Während Kim Kirchen beim olympischen Einzelzeitfahren dem Substanzverlust durch die Tour de France Tribut zollen musste und lediglich 23. wurde, fuhr ein wie schon am vergangenen Samstag entfesselter Fabian Cancellara die Konkurrenz auf den letzten Kilometern in Grund und Boden.

Aus Peking berichten Philip Michel (Texte) und Roland Miny (Fotos)

Als der Weltmeister aus der Schweiz 10 km vor dem Ziel die letzte Antriebsstufe seiner Zeitfahr-Rakete zündete, trudelte Kim Kirchen dem Ziel entgegen. Entkräftet hatte der 30-jährige Luxemburger nach viel versprechenden Beginn (siebtbeste Zwischenzeit nach 10,8 km und bei Rennhälfte) spätestens zu dem Zeitpunkt resigniert, als der eineinhalb Minuten hinter ihm gestartete Schwede Gustav Larsson ihn in der Steigung unmittelbar nach dem Beginn der zweiten Runde überholte.
Kirchens Kräfte schwanden immer mehr und auch sein Wille war gebrochen. „Es ging einfach nicht mehr“, so der Columbia-Profi später im Ziel (siehe Interview Seite 26).
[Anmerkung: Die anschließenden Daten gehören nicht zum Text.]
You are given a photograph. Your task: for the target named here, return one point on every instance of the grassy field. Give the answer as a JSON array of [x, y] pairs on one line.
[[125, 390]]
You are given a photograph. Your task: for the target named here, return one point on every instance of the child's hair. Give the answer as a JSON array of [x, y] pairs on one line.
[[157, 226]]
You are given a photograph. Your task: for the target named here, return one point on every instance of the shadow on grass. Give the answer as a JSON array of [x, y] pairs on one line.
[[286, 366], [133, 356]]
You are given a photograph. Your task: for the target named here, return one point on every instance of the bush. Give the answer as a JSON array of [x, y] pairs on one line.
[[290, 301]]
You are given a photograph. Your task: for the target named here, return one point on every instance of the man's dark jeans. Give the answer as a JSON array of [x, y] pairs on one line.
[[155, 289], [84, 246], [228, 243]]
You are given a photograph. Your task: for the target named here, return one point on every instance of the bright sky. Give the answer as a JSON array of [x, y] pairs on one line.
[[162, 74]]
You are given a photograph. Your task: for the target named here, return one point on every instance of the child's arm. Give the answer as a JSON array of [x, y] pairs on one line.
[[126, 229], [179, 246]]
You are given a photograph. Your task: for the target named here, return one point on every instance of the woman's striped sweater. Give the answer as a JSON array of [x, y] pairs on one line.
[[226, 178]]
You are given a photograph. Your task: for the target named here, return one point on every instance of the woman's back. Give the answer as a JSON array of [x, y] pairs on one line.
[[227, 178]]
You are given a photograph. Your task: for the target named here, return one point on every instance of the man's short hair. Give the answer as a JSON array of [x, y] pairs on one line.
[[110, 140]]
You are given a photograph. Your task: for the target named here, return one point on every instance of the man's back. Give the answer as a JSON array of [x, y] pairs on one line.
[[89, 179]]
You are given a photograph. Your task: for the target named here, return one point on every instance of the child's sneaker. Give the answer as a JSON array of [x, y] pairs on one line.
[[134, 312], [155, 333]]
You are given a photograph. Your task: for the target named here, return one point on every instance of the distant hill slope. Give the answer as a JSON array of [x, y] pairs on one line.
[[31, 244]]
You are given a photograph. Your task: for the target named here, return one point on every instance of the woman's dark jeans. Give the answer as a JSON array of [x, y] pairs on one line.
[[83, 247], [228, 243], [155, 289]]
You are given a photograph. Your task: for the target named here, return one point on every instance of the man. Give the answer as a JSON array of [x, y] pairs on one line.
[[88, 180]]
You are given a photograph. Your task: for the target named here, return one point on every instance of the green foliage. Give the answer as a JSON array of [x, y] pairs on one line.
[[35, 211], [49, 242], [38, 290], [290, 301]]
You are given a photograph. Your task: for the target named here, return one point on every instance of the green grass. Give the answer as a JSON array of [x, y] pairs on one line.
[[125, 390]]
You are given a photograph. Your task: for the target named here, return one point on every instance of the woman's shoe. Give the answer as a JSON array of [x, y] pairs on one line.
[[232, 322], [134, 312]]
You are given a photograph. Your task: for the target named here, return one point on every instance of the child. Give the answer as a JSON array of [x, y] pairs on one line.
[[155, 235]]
In der Endabrechnung hatte Kirchen als 23. 4:18 Minuten Rückstand aufzuweisen.
Während der Luxemburger die Steigung ruhig hinauffuhr und in 10 km fast zwei Minuten auf die Topfahrer verlor, spitzte sich der Kampf um die Medaillen zu. Cancellara hatte im Bergstück seine Führung an den erstaunlichen Schweden Gustav Larsson verloren. „Als ich hörte, dass ich sechs Sekunden zurücklag, habe ich alles gegeben, was ich hatte. Ich wollte auf keinen Fall ohne Gold nach Hause kommen. Denn das wäre eine Niederlage gewesen“, so der Teamgefährte der Schleck-Brüder bei CSC. Und Cancellara tat, was er schon vier Tage zuvor beim Straßenrennen getan hatte.

Husarenstück

Er stellte auf der Abfahrt und im anschließenden Flachstück seine einzigartigen Qualitäten unter Beweis und spulte die letzten gut 12 km 24 Sekunden schneller als der beste Konkurrent ab. Mit einem ähnlichen Husarenstück hatte der Schweizer am Samstag noch Bronze geholt und wesentlich dazu beigetragen, dass Andy Schlecks Medaillenträume kurz vor dem Ziel noch platzten. Da konnte Gustav Larsson machen, was er wollte, er musste sich mit Silber begnügen: „Ich habe versucht, ihn zu schlagen, doch er war zu stark“, so der Schwede, pikanterweise ebenfalls ein CSC-Mann. Überraschend kam die Medaille für ihn freilich nicht. Larsson: „Seit ich im letzten Jahr hier war, wusste ich, dass dieser Parcours mir auf den Leib geschneidert war. Also habe ich alles in die Vorbereitung investiert, was ich hatte.“
An die Stelle des Schweden hätte gestern auch Kim Kirchen treten können, denn der Streckenverlauf kam im Prinzip auch dem Luxemburger Sportler des Jahres entgegen. Während Kirchen allerdings drei Wochen lang in der Tour de France Höchstleistungen vollbrachte, konzentrierte sich Larsson auf Olympia …
Genau wie die nächstplatzierten Astana-Profis Levi Leipheimer und Alberto Contador auch. Ihr Team war von der Tour de France ausgeschlossen worden, doch nur der US-Amerikaner Leipheimer, der kurz vor dem Ziel den drei Minuten vor ihm gestarteten Kirchen überholte, konnte bei Olympia daraus Kapital schlagen und den lange auf Medaillenkurs liegenden Spanier noch überflügeln. Die Belohnung: Bronze. Giro-Gewinner Contador brach dagegen wie schon im Straßenrennen auf den letzten Kilometern ein. Für Cadel Evans und Straßen-Olympiasieger Samuel Sanchez blieben die Plätze fünf und sechs. Genauso geschlagen war Stefan Schumacher, der in der Tour noch beide Zeitfahren gewonnen hatte und gestern enttäuschender 13. wurde.
Auf dem obersten Treppchen des Podiums zeigte derweil der Zeitfahr-Weltmeister von 2006 und 2007 Gefühle. Schließlich hatte Cancellara in Athen lediglich Platz 10 belegt. Auch der Schweizer hatte die Tour in den Beinen, und obwohl er viel Arbeit im CSC-Team verrichtete, fuhr er nicht um eine vordere Platzierung im Generalklassement mit. So hatte er im Gegensatz zu Kim Kirchen in Peking noch genug Raketen-Treibstoff zur Verfügung.